4.2 Hierarchical Clustering

Hierarchical clustering performs clustering in a hierarchical structure. This method works by merging or splitting clusters based on similarity between them. As a result, a dendrogram (hierarchical structure graph) can be produced to visually determine the number of clusters.

4.3 Implementing DBSCAN in Python

from sklearn.cluster import DBSCAN

# Train DBSCAN model
dbscan = DBSCAN(eps=0.3, min_samples=5)
dbscan_labels = dbscan.fit_predict(random_data)

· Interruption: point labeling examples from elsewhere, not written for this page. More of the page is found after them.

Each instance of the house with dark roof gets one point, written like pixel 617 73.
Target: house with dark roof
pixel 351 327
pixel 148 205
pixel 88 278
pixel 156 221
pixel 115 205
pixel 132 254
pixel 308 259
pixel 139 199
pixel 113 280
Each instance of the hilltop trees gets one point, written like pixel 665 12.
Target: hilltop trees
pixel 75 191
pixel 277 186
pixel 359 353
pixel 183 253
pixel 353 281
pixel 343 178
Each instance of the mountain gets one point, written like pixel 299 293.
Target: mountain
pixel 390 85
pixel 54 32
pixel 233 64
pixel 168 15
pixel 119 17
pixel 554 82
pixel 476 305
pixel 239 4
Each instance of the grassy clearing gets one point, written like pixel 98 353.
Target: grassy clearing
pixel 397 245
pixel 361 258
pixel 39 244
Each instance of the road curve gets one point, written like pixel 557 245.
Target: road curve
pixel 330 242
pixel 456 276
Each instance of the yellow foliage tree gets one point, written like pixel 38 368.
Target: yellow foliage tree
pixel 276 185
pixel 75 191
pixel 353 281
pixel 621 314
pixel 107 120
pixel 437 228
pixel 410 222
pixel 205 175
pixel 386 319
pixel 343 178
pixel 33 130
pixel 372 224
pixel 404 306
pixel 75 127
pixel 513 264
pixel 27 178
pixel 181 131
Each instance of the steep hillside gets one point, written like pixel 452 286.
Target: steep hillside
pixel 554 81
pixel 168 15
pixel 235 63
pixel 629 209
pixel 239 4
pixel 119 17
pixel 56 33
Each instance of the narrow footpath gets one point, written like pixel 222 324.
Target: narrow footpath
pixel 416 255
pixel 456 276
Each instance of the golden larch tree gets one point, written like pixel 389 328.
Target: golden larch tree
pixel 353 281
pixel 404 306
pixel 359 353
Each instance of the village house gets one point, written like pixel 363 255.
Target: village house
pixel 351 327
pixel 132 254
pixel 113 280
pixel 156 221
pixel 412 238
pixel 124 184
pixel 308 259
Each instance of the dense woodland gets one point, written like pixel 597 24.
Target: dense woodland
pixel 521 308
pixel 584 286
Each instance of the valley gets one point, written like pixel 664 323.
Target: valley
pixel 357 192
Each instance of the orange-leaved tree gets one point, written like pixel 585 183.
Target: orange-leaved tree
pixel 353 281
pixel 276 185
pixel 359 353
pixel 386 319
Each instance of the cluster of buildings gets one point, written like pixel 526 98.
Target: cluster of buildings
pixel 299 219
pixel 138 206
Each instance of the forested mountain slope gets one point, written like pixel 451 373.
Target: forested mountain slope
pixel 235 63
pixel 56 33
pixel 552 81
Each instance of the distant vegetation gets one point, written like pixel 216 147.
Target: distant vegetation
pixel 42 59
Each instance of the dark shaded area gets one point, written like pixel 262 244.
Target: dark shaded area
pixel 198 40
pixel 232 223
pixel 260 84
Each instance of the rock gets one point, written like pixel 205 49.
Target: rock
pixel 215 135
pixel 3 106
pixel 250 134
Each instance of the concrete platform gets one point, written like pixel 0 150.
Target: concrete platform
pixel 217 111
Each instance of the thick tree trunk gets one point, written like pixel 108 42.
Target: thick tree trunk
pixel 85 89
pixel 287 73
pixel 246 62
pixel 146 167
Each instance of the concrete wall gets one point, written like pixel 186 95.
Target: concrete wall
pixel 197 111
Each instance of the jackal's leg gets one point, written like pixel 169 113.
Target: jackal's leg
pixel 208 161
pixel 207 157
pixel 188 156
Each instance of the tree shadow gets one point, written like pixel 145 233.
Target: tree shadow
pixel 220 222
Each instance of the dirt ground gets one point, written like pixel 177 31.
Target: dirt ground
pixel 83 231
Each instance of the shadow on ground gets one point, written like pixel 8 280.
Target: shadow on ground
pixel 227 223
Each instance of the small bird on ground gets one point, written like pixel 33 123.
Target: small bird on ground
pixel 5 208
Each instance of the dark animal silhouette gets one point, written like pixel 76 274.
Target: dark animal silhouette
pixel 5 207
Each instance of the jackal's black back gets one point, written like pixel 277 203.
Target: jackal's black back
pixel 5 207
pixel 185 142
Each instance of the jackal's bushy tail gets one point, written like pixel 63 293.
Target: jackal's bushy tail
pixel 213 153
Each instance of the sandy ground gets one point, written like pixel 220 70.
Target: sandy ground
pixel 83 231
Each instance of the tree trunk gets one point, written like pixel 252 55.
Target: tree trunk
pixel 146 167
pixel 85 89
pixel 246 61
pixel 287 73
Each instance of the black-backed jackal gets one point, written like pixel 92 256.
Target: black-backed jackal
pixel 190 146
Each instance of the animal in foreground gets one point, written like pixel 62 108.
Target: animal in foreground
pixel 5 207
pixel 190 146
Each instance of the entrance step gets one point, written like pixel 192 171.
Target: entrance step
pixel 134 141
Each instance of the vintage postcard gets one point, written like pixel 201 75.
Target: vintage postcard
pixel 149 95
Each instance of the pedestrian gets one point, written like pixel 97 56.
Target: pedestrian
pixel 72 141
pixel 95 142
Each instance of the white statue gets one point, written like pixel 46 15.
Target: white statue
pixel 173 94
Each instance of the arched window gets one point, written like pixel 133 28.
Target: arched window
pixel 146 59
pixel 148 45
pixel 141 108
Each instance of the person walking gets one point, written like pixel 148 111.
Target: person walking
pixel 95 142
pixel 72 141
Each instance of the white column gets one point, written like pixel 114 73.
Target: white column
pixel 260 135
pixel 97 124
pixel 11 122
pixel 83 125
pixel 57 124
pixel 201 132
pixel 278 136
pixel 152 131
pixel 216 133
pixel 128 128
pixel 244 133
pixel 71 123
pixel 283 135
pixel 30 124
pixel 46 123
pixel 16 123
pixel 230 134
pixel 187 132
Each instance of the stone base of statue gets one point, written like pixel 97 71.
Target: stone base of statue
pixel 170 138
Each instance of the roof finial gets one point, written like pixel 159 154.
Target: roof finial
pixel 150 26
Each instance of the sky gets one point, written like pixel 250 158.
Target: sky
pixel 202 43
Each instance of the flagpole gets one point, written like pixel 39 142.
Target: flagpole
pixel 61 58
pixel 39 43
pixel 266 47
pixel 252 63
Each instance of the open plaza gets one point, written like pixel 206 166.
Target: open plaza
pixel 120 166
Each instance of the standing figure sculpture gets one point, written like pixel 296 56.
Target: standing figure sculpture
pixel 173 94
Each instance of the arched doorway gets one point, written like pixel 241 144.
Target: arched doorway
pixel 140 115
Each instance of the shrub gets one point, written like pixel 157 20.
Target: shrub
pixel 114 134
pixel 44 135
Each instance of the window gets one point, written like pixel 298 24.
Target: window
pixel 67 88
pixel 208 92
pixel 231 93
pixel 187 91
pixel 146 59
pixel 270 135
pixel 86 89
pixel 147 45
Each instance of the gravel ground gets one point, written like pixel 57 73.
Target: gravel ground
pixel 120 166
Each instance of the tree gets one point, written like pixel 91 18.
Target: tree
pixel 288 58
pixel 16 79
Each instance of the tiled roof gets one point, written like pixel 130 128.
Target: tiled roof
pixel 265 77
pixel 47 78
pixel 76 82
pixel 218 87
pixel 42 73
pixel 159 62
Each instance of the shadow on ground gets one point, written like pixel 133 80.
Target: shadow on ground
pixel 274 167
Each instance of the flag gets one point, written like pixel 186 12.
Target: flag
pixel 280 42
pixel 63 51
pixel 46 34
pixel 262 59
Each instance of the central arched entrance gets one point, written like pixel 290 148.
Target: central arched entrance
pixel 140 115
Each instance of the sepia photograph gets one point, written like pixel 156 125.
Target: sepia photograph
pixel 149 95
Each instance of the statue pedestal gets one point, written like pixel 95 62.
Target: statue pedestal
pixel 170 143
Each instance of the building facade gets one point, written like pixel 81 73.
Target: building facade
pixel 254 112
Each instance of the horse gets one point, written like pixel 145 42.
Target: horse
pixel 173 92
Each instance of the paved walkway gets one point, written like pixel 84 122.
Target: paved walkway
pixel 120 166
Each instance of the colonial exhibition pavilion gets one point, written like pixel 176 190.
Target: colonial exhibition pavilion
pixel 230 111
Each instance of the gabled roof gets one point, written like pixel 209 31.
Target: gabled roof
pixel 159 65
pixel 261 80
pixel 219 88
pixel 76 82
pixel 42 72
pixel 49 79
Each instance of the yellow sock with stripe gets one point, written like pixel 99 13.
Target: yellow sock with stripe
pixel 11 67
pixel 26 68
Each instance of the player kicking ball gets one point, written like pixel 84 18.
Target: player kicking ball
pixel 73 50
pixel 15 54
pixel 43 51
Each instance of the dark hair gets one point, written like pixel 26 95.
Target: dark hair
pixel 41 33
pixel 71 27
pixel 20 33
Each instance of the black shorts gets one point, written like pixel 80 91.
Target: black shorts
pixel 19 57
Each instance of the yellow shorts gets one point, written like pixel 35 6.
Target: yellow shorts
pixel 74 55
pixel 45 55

# Visualize DBSCAN results
plt.scatter(random_data[:, 0], random_data[:, 1], c=dbscan_labels, s=10)
plt.title("DBSCAN Clustering Result")
plt.xlabel("X-axis")
plt.ylabel("Y-axis")
plt.show()

5. Conclusion

In this lecture, we learned about the implementation and evaluation methods of K-Means Clustering using PyTorch, as well as advanced clustering techniques. Clustering is one of the important techniques for data analysis and processing in various fields, and through it, we can gain insights into the structure and patterns of data. We recommend applying various clustering techniques to real data in the future.

We hope to gain deeper insights through continuous research and learning in deep learning and machine learning. Thank you.